Oxfam estimates that wealthy individuals have put a total of $7.6 trillion in offshore accounts. If the income generated by this wealth were taxed an extra $190 billion would be available to governments annually.
Wealth
In Africa alone as much as 30% of the wealth is reckoned to be held offshore. This loses $14 billion in tax revenues per year, enough to pay health-care costs for mothers and children, saving four million children’s lives a year, and to employ enough teachers to take every African child into school.
We are familiar in Ireland with multinational corporations paying the State low rates of tax on their profits, although we must acknowledge that the great majority of the profits made by these companies are on sales of products outside Ireland.
However, these companies employ hundreds of thousands of Irish workers and our low Irish corporation tax rates are a powerful attraction when they are deciding where to locate in Europe.
Ireland could charge a higher rate of corporation tax but many of these giant corporations might pull out, something we could not afford because of the jobs. Also, 88% of our exports are multinational product. All things considered, successive Irish governments have probably performed quite a successful juggling act in this area.
Huge wealth has a corrosive effect on those who have it. Imagine being paid €1.5 million per year as the CEO of a corporation. The average industrial wage is about €40,000 a year so inevitably you will try to justify your huge salary to yourself. You will tend to see yourself as especially deserving and the mass of people on average salaries as less deserving than you.
In extreme cases you may stop seeing people on average salaries as people at all. MRI scans show that certain areas of the brain are activated when you view a picture of another person. However a study by Susan Fiske of students at prestigious Princeton University found that these brain areas did not light up when the students were presented with images of drug addicts or homeless people. The students reacted to these images as if they “had stumbled on a pile of trash”.
When economic inequality is great more people tend to quickly size up the status of other people they meet.
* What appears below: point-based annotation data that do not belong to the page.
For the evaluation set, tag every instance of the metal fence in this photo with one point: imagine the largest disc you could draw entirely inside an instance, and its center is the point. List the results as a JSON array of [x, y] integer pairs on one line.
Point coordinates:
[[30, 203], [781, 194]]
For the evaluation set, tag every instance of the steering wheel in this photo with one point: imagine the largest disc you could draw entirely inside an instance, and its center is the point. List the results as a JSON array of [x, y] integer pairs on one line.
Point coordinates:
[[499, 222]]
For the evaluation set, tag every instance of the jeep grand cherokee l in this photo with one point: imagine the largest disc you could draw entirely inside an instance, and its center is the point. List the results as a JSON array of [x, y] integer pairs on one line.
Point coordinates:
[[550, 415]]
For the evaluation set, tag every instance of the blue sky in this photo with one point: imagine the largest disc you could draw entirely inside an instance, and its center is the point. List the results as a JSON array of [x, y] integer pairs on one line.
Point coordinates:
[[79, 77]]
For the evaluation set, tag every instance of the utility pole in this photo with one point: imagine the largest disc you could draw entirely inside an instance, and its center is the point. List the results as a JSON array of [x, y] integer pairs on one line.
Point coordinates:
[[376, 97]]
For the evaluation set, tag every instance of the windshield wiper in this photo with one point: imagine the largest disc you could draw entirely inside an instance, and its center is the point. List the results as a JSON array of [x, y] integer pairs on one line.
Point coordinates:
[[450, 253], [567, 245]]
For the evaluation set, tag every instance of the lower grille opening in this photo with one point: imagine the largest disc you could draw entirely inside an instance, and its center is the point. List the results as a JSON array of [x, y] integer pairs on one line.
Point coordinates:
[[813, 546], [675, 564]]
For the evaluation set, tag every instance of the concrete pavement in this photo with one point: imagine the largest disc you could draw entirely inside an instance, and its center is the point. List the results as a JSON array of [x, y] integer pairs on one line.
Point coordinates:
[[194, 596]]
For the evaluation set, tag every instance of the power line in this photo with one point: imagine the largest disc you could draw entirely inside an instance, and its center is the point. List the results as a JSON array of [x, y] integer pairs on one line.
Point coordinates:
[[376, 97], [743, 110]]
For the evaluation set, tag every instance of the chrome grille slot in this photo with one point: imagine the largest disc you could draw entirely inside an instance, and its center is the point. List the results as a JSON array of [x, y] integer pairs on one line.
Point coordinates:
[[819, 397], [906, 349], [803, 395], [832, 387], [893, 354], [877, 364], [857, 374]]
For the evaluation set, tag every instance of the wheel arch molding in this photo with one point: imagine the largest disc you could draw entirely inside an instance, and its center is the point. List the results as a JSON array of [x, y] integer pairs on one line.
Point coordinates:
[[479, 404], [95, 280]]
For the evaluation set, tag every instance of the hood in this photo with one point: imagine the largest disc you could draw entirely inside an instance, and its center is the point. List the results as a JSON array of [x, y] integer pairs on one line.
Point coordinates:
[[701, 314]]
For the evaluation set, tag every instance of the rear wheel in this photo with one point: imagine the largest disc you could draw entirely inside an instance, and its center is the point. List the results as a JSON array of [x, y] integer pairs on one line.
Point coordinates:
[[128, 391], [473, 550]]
Casting your eyes down or looking over their shoulder when you meet another person shows you don’t respect them.
A social psychology study by Daniel Goleman showed that when strangers meet and one tells the other of a difficult personal experience, e.g. death of a parent, the larger the social gap between the two the less the compassion shown.
Salaries
We have all become familiar with the fabulous salaries (€1 million and more) paid to the top executives in banks and corporations – the top 1%. The implication often is that the ordinary workers on salaries of about €40,000 are lucky to have jobs at all and they owe their good fortune to the superior leadership skills of the top 1%.
Of course the leadership skills of the fabulously paid top bankers didn’t prevent them running their banks onto the rocks and ruining the Irish economy in recent times.
In fact the contrary seems to be true. If the top 1% of earners is kept in check they seem to work better for the good of all. In Germany the top 1% of earners are paid about half what their counterparts in the USA receive but the German economy is booming and unemployment is at a 20-year low.
Gross inequalities in wealth are bad for everyone – even for the wealthy. Abolition of offshore tax havens and wealth taxes on the top 1% of earners and redistribution of these taxes into social services and amelioration of inequality are essential to balance things up. Certainly the frantic pursuit of fabulous wealth by the few only leads to tears. Aesop (620BC – 584BC) knew this long ago when he told the following story: A man and his wife owned a very special goose. Every day the goose would lay a golden egg, which made the couple very rich. “Just think,” said the man’s wife, “if we could have all the golden eggs that are inside the goose, we could be richer much faster.” “You’re right,” said her husband, “we wouldn’t have to wait for the goose to lay her egg every day.” So, the couple killed the goose and cut her open, only to find that she had no golden eggs inside of her at all, and they had no more golden eggs.
The moral: much wants more and loses everything.